Ottawa shooting: Michael Zehaf-Bibeau, the suspected gunman
Canada is in shock after a gunman shot and fatally wounded a soldier at the National War Memorial in Ottawa and then stormed into Canada's parliament before being shot dead. The BBC profiles the suspected gunman, widely identified as 32-year-old Michael Zehaf-Bibeau.
Canadian police say Zehaf-Bibeau was a Canadian-born petty criminal who may also have held Libyan citizenship.
Royal Canadian Mounted Police (RCMP) commissioner Bob Paulson said on Thursday that Zehaf-Bibeau had recently applied for a new passport, and authorities now believe he intended to go to Syria.
"The passport was part of his motivation," he told a press conference.
"His application was not rejected. His passport was not revoked. He was waiting to get it and there was an investigation going on to determine to see whether he would get a passport."
Mr Paulson said Zehaf-Bibeau was not among 90 individuals known to Canadian security forces as a "high-risk traveller" - contrary to initial reports.
Nor was he linked to the Muslim convert who on Monday killed a Canadian soldier in Quebec in a hit-and-run attack.
Mr Paulson said Zehaf-Bibeau's criminal records were related to drugs, violence and "other criminal activities".
He said police were trying to piece together how Zehaf-Bibeau acquired a Winchester lever-action gun, as he was banned from owning firearms because of his criminal convictions.
Mr Paulson added that Zehaf-Bibeau's email address had been found in the computer hard-drive of someone charged with a "terrorist-related offence", but he did not give details.
Court documents show Zehaf-Bibeau was convicted of several petty crimes during the early 2000s, spending several days in jail.
He was charged in Quebec for crimes including credit card fraud and multiple counts of drugs possession.
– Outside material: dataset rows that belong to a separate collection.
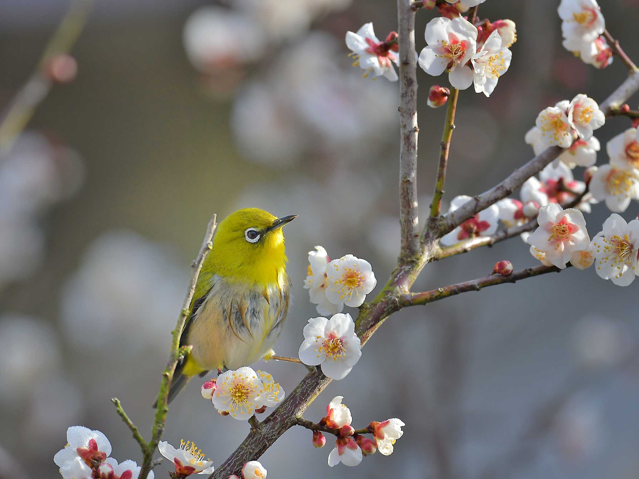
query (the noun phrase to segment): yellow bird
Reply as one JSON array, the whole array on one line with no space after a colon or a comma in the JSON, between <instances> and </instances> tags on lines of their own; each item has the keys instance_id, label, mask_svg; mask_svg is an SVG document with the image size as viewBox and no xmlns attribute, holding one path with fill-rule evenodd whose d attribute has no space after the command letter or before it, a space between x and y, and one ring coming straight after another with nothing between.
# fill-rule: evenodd
<instances>
[{"instance_id":1,"label":"yellow bird","mask_svg":"<svg viewBox=\"0 0 639 479\"><path fill-rule=\"evenodd\" d=\"M196 374L237 369L271 350L290 300L282 228L296 217L246 208L218 225L180 342L193 349L176 369L169 402Z\"/></svg>"}]
</instances>

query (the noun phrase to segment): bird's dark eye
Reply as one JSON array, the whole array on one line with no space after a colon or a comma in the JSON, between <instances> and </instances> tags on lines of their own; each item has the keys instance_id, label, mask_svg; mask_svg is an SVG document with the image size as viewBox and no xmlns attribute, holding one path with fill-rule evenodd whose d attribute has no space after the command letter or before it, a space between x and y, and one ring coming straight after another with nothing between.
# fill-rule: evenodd
<instances>
[{"instance_id":1,"label":"bird's dark eye","mask_svg":"<svg viewBox=\"0 0 639 479\"><path fill-rule=\"evenodd\" d=\"M259 231L256 228L249 228L244 232L244 239L249 243L257 243L259 241Z\"/></svg>"}]
</instances>

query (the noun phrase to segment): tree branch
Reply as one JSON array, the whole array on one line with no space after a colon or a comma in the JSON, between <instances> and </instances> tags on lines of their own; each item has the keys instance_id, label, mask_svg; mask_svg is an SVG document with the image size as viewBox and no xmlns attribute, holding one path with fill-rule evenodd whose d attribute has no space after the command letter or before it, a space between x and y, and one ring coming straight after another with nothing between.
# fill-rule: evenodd
<instances>
[{"instance_id":1,"label":"tree branch","mask_svg":"<svg viewBox=\"0 0 639 479\"><path fill-rule=\"evenodd\" d=\"M127 415L127 413L124 412L124 409L122 407L122 404L119 402L119 399L117 397L112 397L111 401L115 404L116 410L118 411L118 415L122 418L122 420L124 421L125 424L128 426L128 429L131 430L131 432L133 433L134 439L140 445L140 448L142 449L142 453L144 453L148 448L148 445L146 444L144 438L142 437L140 432L137 430L137 426L133 423L131 420L129 419L128 416Z\"/></svg>"},{"instance_id":2,"label":"tree branch","mask_svg":"<svg viewBox=\"0 0 639 479\"><path fill-rule=\"evenodd\" d=\"M38 66L18 92L0 123L0 153L11 149L16 138L33 116L36 108L51 89L52 81L45 74L54 55L68 52L82 32L93 0L75 0L49 40Z\"/></svg>"},{"instance_id":3,"label":"tree branch","mask_svg":"<svg viewBox=\"0 0 639 479\"><path fill-rule=\"evenodd\" d=\"M175 372L175 367L178 365L181 354L183 354L185 351L181 350L180 347L180 338L182 335L182 331L184 330L184 324L186 323L187 318L189 317L190 310L191 301L193 299L193 294L195 293L196 285L197 283L197 277L199 276L202 265L206 258L206 255L213 247L212 240L213 234L215 232L217 227L217 215L213 215L213 218L208 222L206 226L206 232L204 234L204 240L200 248L199 252L195 261L191 264L192 273L191 278L189 282L189 289L187 291L187 296L184 299L182 305L182 309L178 318L178 323L173 330L173 337L171 343L171 352L169 354L169 361L166 367L162 371L162 382L160 384L160 392L157 397L157 409L155 411L155 418L153 421L153 427L151 430L151 440L149 441L146 449L142 450L144 458L142 464L142 470L140 471L140 479L146 479L146 476L151 468L151 462L153 454L157 447L158 442L162 437L162 432L164 431L164 422L166 420L166 415L169 412L167 402L169 397L169 388L171 386L171 382L173 379L173 373Z\"/></svg>"},{"instance_id":4,"label":"tree branch","mask_svg":"<svg viewBox=\"0 0 639 479\"><path fill-rule=\"evenodd\" d=\"M443 187L446 182L446 169L448 167L448 154L450 149L450 139L452 130L455 129L455 112L457 111L457 99L459 97L459 91L450 87L450 96L448 99L448 110L443 124L443 133L442 135L442 145L440 149L439 168L437 170L437 181L433 194L431 203L431 220L439 218L442 209L442 197L443 196Z\"/></svg>"},{"instance_id":5,"label":"tree branch","mask_svg":"<svg viewBox=\"0 0 639 479\"><path fill-rule=\"evenodd\" d=\"M568 267L570 267L570 264L568 264ZM432 291L409 293L404 295L403 298L401 300L401 303L402 307L427 305L430 303L443 300L445 298L456 296L462 293L479 291L482 288L488 286L495 286L498 284L504 284L504 283L514 283L520 280L527 278L545 275L547 273L559 273L562 270L560 270L557 266L541 266L515 271L510 276L488 275L483 278L453 284L443 288L438 288L437 289L433 289Z\"/></svg>"},{"instance_id":6,"label":"tree branch","mask_svg":"<svg viewBox=\"0 0 639 479\"><path fill-rule=\"evenodd\" d=\"M619 45L619 40L616 40L612 38L612 35L608 32L608 30L603 31L603 36L606 38L606 40L608 42L610 47L612 47L612 51L615 52L615 54L619 57L619 59L624 62L624 64L627 67L628 71L631 73L634 72L639 71L639 68L637 68L636 65L633 63L633 61L630 59L630 57L626 54L622 48L621 45Z\"/></svg>"},{"instance_id":7,"label":"tree branch","mask_svg":"<svg viewBox=\"0 0 639 479\"><path fill-rule=\"evenodd\" d=\"M399 224L400 256L420 249L417 217L417 76L415 50L415 11L411 0L397 0L399 42Z\"/></svg>"}]
</instances>

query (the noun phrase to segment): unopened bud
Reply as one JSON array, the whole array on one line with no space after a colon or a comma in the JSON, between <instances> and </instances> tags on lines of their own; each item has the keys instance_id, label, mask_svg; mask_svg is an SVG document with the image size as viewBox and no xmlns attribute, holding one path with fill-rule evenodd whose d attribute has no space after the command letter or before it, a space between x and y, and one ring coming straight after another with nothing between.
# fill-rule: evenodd
<instances>
[{"instance_id":1,"label":"unopened bud","mask_svg":"<svg viewBox=\"0 0 639 479\"><path fill-rule=\"evenodd\" d=\"M597 172L597 168L596 166L590 166L586 168L585 171L583 172L583 181L586 183L587 186L590 185L590 180L592 179L592 176Z\"/></svg>"},{"instance_id":2,"label":"unopened bud","mask_svg":"<svg viewBox=\"0 0 639 479\"><path fill-rule=\"evenodd\" d=\"M361 434L358 434L355 437L355 442L362 450L362 453L365 456L374 454L375 452L377 451L377 446L375 445L375 443Z\"/></svg>"},{"instance_id":3,"label":"unopened bud","mask_svg":"<svg viewBox=\"0 0 639 479\"><path fill-rule=\"evenodd\" d=\"M323 448L326 445L326 437L318 430L313 432L313 446Z\"/></svg>"},{"instance_id":4,"label":"unopened bud","mask_svg":"<svg viewBox=\"0 0 639 479\"><path fill-rule=\"evenodd\" d=\"M396 31L390 32L388 36L386 37L387 44L390 43L389 45L389 48L394 52L399 51L399 44L397 43L397 38L399 35Z\"/></svg>"},{"instance_id":5,"label":"unopened bud","mask_svg":"<svg viewBox=\"0 0 639 479\"><path fill-rule=\"evenodd\" d=\"M202 393L202 397L204 399L212 399L213 398L213 393L215 392L217 386L217 383L215 379L207 381L202 384L202 388L200 390L200 392Z\"/></svg>"},{"instance_id":6,"label":"unopened bud","mask_svg":"<svg viewBox=\"0 0 639 479\"><path fill-rule=\"evenodd\" d=\"M72 82L78 73L78 64L75 59L66 53L52 57L47 63L47 76L56 83Z\"/></svg>"},{"instance_id":7,"label":"unopened bud","mask_svg":"<svg viewBox=\"0 0 639 479\"><path fill-rule=\"evenodd\" d=\"M108 462L102 462L98 468L100 479L113 479L113 466Z\"/></svg>"},{"instance_id":8,"label":"unopened bud","mask_svg":"<svg viewBox=\"0 0 639 479\"><path fill-rule=\"evenodd\" d=\"M431 108L439 108L448 101L450 90L439 85L433 85L428 91L428 106Z\"/></svg>"},{"instance_id":9,"label":"unopened bud","mask_svg":"<svg viewBox=\"0 0 639 479\"><path fill-rule=\"evenodd\" d=\"M355 430L353 429L353 426L350 424L344 424L342 426L341 429L339 430L339 434L341 434L344 437L348 437L349 436L353 436L353 434L355 432Z\"/></svg>"},{"instance_id":10,"label":"unopened bud","mask_svg":"<svg viewBox=\"0 0 639 479\"><path fill-rule=\"evenodd\" d=\"M527 218L534 218L539 212L539 204L536 201L527 201L522 208L521 212Z\"/></svg>"},{"instance_id":11,"label":"unopened bud","mask_svg":"<svg viewBox=\"0 0 639 479\"><path fill-rule=\"evenodd\" d=\"M495 264L493 268L493 273L502 276L510 276L512 274L512 264L510 261L500 261Z\"/></svg>"}]
</instances>

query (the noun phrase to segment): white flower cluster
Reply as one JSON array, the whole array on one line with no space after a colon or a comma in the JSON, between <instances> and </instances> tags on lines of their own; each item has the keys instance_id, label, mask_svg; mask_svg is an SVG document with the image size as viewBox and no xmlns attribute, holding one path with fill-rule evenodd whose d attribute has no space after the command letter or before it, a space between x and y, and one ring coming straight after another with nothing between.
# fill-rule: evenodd
<instances>
[{"instance_id":1,"label":"white flower cluster","mask_svg":"<svg viewBox=\"0 0 639 479\"><path fill-rule=\"evenodd\" d=\"M564 48L597 68L612 63L612 50L601 34L606 22L596 0L562 0L557 11L563 20Z\"/></svg>"},{"instance_id":2,"label":"white flower cluster","mask_svg":"<svg viewBox=\"0 0 639 479\"><path fill-rule=\"evenodd\" d=\"M119 464L112 457L111 443L99 430L83 426L66 430L66 446L53 457L63 479L137 479L142 469L135 461ZM147 478L153 479L151 471Z\"/></svg>"},{"instance_id":3,"label":"white flower cluster","mask_svg":"<svg viewBox=\"0 0 639 479\"><path fill-rule=\"evenodd\" d=\"M323 247L309 252L308 274L304 289L320 314L341 312L344 305L361 306L377 285L371 263L347 254L330 261Z\"/></svg>"},{"instance_id":4,"label":"white flower cluster","mask_svg":"<svg viewBox=\"0 0 639 479\"><path fill-rule=\"evenodd\" d=\"M268 372L248 366L223 372L202 385L202 397L210 399L217 412L247 420L254 413L282 401L284 392Z\"/></svg>"}]
</instances>

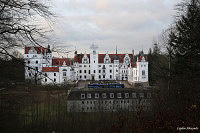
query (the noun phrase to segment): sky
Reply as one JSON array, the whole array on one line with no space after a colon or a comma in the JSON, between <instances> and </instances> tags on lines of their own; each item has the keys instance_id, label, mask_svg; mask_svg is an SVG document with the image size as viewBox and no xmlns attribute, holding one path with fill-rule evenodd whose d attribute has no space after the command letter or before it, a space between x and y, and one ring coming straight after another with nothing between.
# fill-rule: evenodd
<instances>
[{"instance_id":1,"label":"sky","mask_svg":"<svg viewBox=\"0 0 200 133\"><path fill-rule=\"evenodd\" d=\"M173 22L178 0L51 0L55 45L78 53L148 52ZM73 54L73 53L71 53Z\"/></svg>"}]
</instances>

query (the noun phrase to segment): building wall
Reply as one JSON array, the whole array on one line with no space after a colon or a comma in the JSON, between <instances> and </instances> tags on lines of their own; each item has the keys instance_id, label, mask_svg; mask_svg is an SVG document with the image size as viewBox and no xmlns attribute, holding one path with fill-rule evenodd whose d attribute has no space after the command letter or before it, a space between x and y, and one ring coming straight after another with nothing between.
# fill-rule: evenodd
<instances>
[{"instance_id":1,"label":"building wall","mask_svg":"<svg viewBox=\"0 0 200 133\"><path fill-rule=\"evenodd\" d=\"M113 63L105 62L99 63L98 60L98 47L95 45L91 46L90 50L90 62L85 53L84 57L87 57L87 63L74 62L71 66L58 66L59 77L56 77L57 83L62 83L67 81L77 81L77 80L128 80L129 82L148 82L148 62L141 61L136 62L135 68L128 67L130 62L126 62L124 59L123 63L119 63L119 60L114 60ZM108 57L109 55L106 54ZM129 57L126 54L125 57ZM45 82L45 77L43 77L42 68L43 67L53 67L52 66L52 54L37 54L37 51L33 48L28 54L24 54L25 65L30 66L30 68L25 67L25 78L34 79L36 75L38 79L42 78L42 83L52 83L50 81L54 80L54 72L48 72L49 78ZM66 68L65 68L66 67ZM67 69L66 76L63 76L63 69ZM144 71L144 72L143 72ZM52 73L52 74L50 74ZM143 74L145 73L145 74Z\"/></svg>"}]
</instances>

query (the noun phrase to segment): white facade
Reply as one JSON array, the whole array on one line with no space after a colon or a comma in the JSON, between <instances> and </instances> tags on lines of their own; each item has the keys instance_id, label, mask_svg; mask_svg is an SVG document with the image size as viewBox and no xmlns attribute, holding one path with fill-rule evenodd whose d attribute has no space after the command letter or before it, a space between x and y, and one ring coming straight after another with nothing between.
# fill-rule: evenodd
<instances>
[{"instance_id":1,"label":"white facade","mask_svg":"<svg viewBox=\"0 0 200 133\"><path fill-rule=\"evenodd\" d=\"M77 80L148 82L148 62L144 56L135 61L134 54L99 54L96 45L90 47L90 54L75 52L74 59L52 58L49 46L26 47L24 59L25 78L42 84Z\"/></svg>"},{"instance_id":2,"label":"white facade","mask_svg":"<svg viewBox=\"0 0 200 133\"><path fill-rule=\"evenodd\" d=\"M137 58L136 66L128 68L128 81L130 83L148 82L148 62L144 56Z\"/></svg>"}]
</instances>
In Vancouver in 2011 he was also charged with robbery and making threats. A psychiatric assessment at the time considered him fit to stand trial.
Zehaf-Bibeau grew up in Laval, a city north of Montreal in Quebec.
Neighbours of his family told broadcaster CBC that Michael Zehaf-Bibeau had been "a sweet boy", and that they were shocked by the news.
Canadian media said his father, Bulgasem Zehaf, was originally from Libya and ran a cafe in Montreal. His mother, Susan Bibeau, worked at Canada's Immigration and Refugee Board. The two were said to have divorced in 1999.
They released a joint statement on Thursday saying "no words can express the sadness we are feeling at this time".
They said they were "so sad" that Cpl Nathan Cirillo, the soldier shot at the National War Memorial, had lost his life and apologised for the "pain, fright and chaos" their son created.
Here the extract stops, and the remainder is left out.